Zum einem fällt auf, dass das gute Label hinten so eine Art Plastikschicht hat, so ähnlich wie bei Kapton-Tape. Während das Fake-Label einfach nur billiges Papier ist. Und zum Anderen, dass das gute SoC drei Löcher in der Abdeckung hat, während das SoC auf dem Fake nur ein Loch hat. Außerdem ist der "gute" SoC-Deckel sauber und das Fake sieht sehr schmutzig aus.
Sehen wir uns das doch mal unter dem Mikroskop näher an:

Woran erinnert euch das Muster auf dem Deckel? Also, mich erinnert das daran, wenn man was mit Fett in der Pfanne gemacht hat und das Fett dann wieder erkaltet und erstarrt. Das gibt auch so hübsche Muster.
Und jetzt kommt mir ein Verdacht, den ich für wahrscheinlich und plausibel halte:
- Der Hersteller der Fakes hat irgendwoher billig gebrauchte NEO-6M-SoC-Chips eingekauft, die noch irgendwo eingelötet sind
- Er lässt diese SoCs irgendwo günstig auslöten. Das geschieht oft in chinesischen Hinterhöfen, wo sich arme Familien die Gesundheit ruinieren, indem sie in Pfannen voller Blei PCBs werfen, um Chips, die noch ein bisschen was wert sind, abzulösen. Traurige Geschichte. Und in Afrika soll das mit der Elektroschrott-Verwertung nochmal schlimmer sein :(
- Diese SoCs sehen natürlich übel aus. Besonders die weißen Etiketten sind nun dreckig und verbrannt. Also werden schöne, neue Etiketten, die wie das Original aussehen, gefälscht und auf das SoC geklebt.
- Hier kommt der Knackpunkt: Alles wird schnell (und manchmal schief) eingelötet. Einen Test, ob das GPS-Modul überhaupt funktioniert, gibt es nicht. Es soll ja alles super-billig sein, weil man will auch billig verkaufen
- Der Händler Estardyn kauft beim Hersteller die Module günstig ein. Auch er macht keinen Funktionscheck. Zu teuer.

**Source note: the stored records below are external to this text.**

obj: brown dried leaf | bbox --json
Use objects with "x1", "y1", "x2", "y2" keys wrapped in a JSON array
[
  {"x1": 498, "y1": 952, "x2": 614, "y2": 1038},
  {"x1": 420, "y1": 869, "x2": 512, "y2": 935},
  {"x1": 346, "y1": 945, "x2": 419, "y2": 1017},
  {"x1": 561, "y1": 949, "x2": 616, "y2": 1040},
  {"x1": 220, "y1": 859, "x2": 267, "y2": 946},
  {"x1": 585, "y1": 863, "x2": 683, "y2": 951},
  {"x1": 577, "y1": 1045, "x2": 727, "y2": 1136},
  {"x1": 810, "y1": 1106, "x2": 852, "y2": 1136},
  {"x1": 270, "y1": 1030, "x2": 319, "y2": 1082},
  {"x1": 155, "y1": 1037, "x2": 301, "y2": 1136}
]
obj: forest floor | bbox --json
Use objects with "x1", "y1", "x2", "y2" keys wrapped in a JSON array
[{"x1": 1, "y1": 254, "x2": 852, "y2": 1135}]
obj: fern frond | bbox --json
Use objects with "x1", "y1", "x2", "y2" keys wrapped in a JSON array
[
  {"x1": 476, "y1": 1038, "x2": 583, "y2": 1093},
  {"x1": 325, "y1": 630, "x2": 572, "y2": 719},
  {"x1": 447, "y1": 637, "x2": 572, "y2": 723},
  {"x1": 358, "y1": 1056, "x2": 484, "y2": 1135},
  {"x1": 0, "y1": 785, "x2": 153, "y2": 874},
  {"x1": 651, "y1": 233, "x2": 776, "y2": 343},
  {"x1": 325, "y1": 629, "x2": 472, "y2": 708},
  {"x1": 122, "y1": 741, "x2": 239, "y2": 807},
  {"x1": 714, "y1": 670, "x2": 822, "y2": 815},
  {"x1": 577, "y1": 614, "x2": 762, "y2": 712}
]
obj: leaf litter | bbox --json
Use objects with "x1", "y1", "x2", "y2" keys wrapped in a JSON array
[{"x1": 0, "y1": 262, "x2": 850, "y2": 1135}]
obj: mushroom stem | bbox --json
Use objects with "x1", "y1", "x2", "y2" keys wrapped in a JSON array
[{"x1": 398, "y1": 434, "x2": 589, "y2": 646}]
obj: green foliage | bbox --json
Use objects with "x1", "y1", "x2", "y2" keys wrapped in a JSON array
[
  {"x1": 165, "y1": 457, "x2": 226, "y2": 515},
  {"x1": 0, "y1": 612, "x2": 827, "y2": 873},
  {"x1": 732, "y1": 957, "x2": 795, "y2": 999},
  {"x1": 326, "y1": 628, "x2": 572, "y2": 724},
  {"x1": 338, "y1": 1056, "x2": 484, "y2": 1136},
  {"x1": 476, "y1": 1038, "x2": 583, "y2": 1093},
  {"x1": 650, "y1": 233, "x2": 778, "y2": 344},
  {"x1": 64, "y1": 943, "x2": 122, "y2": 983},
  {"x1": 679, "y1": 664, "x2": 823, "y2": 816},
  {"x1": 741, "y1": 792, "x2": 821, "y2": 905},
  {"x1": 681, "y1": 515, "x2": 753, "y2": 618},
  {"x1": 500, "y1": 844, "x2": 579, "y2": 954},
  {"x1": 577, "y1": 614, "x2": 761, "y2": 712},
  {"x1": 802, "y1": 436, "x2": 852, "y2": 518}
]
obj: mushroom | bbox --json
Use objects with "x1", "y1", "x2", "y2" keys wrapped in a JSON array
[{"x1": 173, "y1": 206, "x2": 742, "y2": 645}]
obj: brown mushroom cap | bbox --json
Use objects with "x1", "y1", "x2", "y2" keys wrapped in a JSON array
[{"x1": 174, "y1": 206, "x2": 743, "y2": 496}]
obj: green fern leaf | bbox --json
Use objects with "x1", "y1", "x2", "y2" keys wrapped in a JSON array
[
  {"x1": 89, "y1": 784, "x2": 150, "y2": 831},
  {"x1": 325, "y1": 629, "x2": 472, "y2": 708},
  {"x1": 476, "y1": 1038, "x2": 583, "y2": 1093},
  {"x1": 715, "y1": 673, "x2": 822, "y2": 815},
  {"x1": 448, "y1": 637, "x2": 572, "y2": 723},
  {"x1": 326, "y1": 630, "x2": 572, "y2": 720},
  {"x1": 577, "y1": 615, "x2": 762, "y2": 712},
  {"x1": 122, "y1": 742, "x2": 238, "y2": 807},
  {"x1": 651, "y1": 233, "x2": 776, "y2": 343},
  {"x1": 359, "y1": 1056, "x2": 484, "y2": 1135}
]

- Die Module werden bestellt und verschickt und wenn der Käufer jetzt nicht testet, fällt der Schwindel nicht mal auf

Diese paar negativen Bewertungen gehen leider unter unter den ganzen "Schnell geliefert. Teste später. 5 Sterne-Bewertungen, die dann zu eine gut aussehenden 4.6 Sterne-Durchschnitts-Bewertung für das Produkt führen. Interessanterweise kann man eine Bewertung sofort abgeben, nachdem man gesagt hat: "Angekommen, alles gut.". Wenn man allerdings sagt: "Hey, die funktionieren nicht, ich will mein Geld zurück!", ja dann muss man bis zum Ende des Refund-Prozesses warten, bis man eine Bewertung abgeben kann. Wer dann wohl noch daran denkt? Und ob bei der Gestaltung dieses Business Cases nicht doch irgendwelche Hintergedanken präsent waren?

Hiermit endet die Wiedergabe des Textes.